Из-за этих превосходных умираний я больше всего любил иметь противником Портоса, хотя неизмеримо больше интереса представляли для меня поединки с Арамисом. Наш Арамис дрался превосходно, как бы подтверждая мучившие меня подозрения, что настоящий Арамис в искусстве владения шпагой превосходил д'Артаньяна. Дуэльные победы Арамиса многочисленны и лаконичнее дартаньяновских. Я никогда не мог простить Дюма, что он придал победам Арамиса больше изящества и блеска. Удар шпаги Арамиса был всегда смертелен, и он не знал таких неудач, как д'Артаньян при встрече на Амьенской дороге.

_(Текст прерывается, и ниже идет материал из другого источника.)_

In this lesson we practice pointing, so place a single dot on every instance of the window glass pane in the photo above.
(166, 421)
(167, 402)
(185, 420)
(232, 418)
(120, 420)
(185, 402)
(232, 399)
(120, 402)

Я, как умел, пытался восстановить репутацию д'Артаньяна, но далеко не всегда преуспевал в этом. Наш Арамис дрался хитро и настойчиво. Иногда мне удавалось нанести ему смертельный удар, но чаще всего схватки заканчивались вничью. Доведенный, бывало, до отчаяния сопротивлением Арамиса, я кричал:
— Ну, сдавайся же, сдавайся! Ведь ты должен сдаться!
По законам нашей игры некоторым из нас иной раз приходилось брать на себя роль противников мушкетеров. Но Колька только улыбался насмешливо и продолжал умно, расчетливо и тонко действовать шпагой.
Атос дрался слабо. Он был высокий, худой, голенастый и неуклюжий, как борзой щенок. Но его можно было бы заставить прекратить поединок лишь ударом в сердце — не нашей деревянной, а настоящей, острой стали, шпагой. Его упрямство, как мы это называли, на самом деле стойкость, — было изумительным. Мы с Арамисом проделывали над ним страшные вещи. Когда он не подчинялся правилам и, получив удар шпаги в грудь, не опускал оружия, мы начинали рубить его с ожесточением, выходящим за пределы игры. Мы рвали шпагами его рубашку, искалывали грудь, но, с глазами, полными слез, Атос продолжал неравный поединок. При этом он никогда не вкладывал в свои ответные удары лишней силы, — он не хотел причинить нам боли. Он превосходил нас сердцем и совершенно лишен был чувства мстительности.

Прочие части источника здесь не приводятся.